Jose at his final vet check. He completed! We finished 3rd and 4th (Steph said we'd go 'slow' today!), and 20-year-old Rhett reached his 4000 miles today!


  1. Gorgeous ride, but you guys still wear me out. Now way I could ever ride that far...but it surely does look like fun!!

  2. Enhorabuena por el tercer y cuarto puesto en vuestro Raid. En el nuestro este fin de semana, hemos tenido todo el dia con un buen sol, aunque con brisa fresquita.
    Saludos de Gabriel.

  3. Congrats on trailering to your ride! Errrr... I mean, congrats on completing your 60! ;)

    Hahaha, when I was a kid, I rode 1,000 miles in the back of a minivan with a tumbleweed. I was bound and determined to bring it home as a souvenir, and my mom finally said "well, fine, but it goes in YOUR part of the car!" They are very prickly!

    You took a picture while cantering! I am not sure I could get the camera out of the bag, turn it on, point it at something, and push the button without falling off at the canter. Totally impressed here.

  4. LOVED THAT>>>RIDE Excellent mare would ponder it all about then too!
    AND really cracked up with the ribbons on the carcass...and the raven thingie!

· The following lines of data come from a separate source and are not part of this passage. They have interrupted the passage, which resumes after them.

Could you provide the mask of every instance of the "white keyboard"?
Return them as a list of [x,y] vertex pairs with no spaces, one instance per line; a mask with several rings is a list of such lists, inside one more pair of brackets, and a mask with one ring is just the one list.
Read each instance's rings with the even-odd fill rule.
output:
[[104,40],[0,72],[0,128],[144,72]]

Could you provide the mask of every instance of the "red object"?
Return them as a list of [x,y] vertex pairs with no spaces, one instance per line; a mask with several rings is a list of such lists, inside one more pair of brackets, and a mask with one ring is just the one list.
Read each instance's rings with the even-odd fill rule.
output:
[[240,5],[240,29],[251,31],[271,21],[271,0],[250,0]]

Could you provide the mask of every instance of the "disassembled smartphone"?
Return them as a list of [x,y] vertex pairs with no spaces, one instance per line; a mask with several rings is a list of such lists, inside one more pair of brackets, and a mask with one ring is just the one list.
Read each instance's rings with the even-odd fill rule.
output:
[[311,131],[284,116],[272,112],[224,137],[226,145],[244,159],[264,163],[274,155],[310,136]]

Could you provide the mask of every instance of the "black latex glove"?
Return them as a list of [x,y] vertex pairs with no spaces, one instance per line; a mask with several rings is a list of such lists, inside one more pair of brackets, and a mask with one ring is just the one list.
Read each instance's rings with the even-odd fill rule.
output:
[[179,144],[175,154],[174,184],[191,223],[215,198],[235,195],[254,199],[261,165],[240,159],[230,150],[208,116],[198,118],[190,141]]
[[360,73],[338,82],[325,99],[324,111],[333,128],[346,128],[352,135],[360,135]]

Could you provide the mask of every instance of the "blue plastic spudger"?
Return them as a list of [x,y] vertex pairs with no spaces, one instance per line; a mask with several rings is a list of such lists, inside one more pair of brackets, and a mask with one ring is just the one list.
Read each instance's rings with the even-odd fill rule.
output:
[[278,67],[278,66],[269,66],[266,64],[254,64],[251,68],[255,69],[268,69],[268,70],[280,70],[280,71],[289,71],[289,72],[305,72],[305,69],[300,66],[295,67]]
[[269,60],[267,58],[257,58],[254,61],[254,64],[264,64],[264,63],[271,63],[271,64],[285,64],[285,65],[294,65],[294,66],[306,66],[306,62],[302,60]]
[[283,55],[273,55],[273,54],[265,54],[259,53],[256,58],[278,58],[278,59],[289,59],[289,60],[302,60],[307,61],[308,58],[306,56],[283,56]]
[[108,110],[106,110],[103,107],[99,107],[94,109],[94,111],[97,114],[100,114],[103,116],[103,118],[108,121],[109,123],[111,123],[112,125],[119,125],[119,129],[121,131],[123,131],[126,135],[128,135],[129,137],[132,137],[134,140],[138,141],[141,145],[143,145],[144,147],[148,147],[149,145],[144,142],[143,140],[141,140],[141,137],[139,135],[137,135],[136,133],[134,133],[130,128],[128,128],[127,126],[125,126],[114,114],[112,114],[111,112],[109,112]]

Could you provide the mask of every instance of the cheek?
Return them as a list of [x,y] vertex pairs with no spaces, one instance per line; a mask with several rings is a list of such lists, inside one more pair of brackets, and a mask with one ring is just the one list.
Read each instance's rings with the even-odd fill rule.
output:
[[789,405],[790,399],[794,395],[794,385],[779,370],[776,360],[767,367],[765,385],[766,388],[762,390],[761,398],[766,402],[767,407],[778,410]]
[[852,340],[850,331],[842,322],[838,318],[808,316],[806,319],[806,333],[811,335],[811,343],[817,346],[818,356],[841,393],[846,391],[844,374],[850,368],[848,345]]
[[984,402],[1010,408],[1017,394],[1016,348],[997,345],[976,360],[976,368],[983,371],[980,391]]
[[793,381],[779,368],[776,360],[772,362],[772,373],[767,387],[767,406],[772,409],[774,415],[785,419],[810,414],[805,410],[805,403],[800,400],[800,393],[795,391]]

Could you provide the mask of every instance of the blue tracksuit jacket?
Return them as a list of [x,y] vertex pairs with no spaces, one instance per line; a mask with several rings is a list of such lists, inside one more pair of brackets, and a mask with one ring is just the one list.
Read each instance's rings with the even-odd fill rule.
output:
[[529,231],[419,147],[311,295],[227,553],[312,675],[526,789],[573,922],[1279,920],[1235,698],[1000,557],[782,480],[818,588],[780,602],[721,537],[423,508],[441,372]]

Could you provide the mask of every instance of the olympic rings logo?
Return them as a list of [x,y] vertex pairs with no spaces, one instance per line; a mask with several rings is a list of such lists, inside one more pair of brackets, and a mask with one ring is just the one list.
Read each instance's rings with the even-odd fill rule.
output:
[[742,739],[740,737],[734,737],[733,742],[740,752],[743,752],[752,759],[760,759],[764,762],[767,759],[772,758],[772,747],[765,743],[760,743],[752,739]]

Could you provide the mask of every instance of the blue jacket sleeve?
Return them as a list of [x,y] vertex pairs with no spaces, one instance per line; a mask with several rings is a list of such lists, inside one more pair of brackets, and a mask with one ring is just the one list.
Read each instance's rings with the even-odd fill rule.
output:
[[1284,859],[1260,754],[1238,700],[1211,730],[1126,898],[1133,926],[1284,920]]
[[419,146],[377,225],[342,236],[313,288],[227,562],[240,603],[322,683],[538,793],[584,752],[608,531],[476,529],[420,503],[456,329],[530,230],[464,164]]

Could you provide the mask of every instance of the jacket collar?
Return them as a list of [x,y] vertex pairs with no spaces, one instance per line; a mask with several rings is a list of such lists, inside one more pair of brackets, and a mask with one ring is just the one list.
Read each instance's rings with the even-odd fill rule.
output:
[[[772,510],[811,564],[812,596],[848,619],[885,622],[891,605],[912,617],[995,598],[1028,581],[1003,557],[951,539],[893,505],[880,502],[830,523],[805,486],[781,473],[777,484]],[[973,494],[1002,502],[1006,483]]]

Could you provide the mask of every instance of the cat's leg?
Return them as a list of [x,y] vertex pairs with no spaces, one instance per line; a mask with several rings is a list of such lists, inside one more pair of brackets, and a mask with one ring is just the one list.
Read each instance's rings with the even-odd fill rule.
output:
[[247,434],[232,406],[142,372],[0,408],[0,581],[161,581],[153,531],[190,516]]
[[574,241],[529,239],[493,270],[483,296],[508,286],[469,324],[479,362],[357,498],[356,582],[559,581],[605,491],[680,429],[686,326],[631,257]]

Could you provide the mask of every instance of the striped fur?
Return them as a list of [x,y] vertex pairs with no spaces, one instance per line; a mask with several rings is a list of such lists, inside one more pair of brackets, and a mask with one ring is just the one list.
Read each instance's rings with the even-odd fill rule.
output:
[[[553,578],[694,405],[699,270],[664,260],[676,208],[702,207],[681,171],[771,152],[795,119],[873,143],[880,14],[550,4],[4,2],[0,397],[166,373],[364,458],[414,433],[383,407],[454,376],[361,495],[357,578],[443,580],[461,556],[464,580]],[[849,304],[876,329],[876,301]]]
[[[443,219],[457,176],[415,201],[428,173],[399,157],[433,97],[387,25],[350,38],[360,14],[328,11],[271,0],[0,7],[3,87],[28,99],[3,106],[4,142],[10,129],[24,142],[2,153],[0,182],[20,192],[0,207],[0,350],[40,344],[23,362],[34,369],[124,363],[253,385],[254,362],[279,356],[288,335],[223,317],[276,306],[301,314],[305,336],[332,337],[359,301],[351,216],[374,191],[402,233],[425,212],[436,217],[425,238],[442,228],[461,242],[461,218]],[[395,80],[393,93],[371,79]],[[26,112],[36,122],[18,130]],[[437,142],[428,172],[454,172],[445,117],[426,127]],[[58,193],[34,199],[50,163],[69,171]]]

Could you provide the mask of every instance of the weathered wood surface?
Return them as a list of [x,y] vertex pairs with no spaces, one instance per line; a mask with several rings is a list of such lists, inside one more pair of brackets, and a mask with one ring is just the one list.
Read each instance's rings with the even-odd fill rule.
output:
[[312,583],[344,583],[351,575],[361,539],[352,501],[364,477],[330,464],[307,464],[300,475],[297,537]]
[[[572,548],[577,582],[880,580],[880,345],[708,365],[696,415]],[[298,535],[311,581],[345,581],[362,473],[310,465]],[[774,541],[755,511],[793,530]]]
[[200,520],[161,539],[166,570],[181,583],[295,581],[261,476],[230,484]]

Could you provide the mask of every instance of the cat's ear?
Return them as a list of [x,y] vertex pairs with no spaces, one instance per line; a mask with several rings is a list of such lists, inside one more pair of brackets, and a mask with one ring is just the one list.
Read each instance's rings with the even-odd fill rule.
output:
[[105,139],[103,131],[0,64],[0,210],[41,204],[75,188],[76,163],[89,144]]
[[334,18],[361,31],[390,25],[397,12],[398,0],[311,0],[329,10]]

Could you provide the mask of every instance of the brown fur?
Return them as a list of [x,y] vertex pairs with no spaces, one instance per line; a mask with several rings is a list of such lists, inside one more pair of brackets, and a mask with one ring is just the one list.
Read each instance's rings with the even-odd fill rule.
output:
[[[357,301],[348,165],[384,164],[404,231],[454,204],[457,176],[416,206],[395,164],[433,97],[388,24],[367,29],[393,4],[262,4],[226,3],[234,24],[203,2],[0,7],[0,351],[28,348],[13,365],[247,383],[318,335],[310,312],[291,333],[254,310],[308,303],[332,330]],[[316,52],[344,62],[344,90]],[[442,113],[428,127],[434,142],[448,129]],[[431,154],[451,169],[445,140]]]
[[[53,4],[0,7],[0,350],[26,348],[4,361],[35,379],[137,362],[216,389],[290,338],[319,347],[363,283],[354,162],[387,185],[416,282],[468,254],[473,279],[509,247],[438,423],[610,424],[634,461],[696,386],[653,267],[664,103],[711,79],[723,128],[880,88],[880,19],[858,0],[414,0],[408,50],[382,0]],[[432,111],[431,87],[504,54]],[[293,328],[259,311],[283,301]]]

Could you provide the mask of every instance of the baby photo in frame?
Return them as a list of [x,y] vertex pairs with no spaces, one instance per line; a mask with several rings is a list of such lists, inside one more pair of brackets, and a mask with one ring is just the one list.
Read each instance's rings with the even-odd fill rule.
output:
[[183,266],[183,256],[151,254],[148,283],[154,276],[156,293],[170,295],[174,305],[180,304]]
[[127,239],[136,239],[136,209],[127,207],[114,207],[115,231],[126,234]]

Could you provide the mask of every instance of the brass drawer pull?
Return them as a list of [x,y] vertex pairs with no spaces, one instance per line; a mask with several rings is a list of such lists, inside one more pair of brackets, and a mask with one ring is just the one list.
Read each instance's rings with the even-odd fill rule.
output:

    Say...what kind of saddle do you ride?
    Let me know...
    Kacy at allhorsestuff.blogspot

  5. Yay! What a fantastic ride! The views and wide open spaces were gorgeous. How many riders were there that day?
    After all of your endurance rides, do you find that you're seasoned now and don't feel sore after riding for so long? Or do you still feel a little achy for a day or two after a ride like that?

    Also, I'm planning on buying some riding tights soon and was curious to know if you had a favorite brand.So far I'm really leaning towards Kerrits.

    I know all about those uncuddly tumbleweeds. When I used to work at the Albuquerque Airport back when we first moved to New Mexico, I was driving a cart full of mail and freight across the ramp and a huge tumbleweed bunch, the size of a VW bug came barreling across the tarmac and hit me upside my head!

    I had to file and injury report because some of the goathead thorns scraped my eye and I had to go to the hospital because my cornea was scratched. I know that the Employee department back east were clueless as to why I was injured. There are no evil tumbleweeds back there. lol!


  6. Sorry Lisa, I can't stop laughing about your tumbleweed attack...
    Funder, thanks, now I will think about it next time I try taking a picture while cantering and I probably WILL fall off! Fortunately Jose was behaving : )
    Jean and Lisa: After the April 3 50 mile ride and this last 60 mile ride, I was both whooped, and very sore!
    Kacy: Steph has Specialized saddles; i think the one I'm riding on Jose is a TrailMaster version.

  7. Well done!! Great shots...and I love the cow carcass...and of course the tumbleweeds...very SE Oregonish...we always say we might as well be part of Idaho!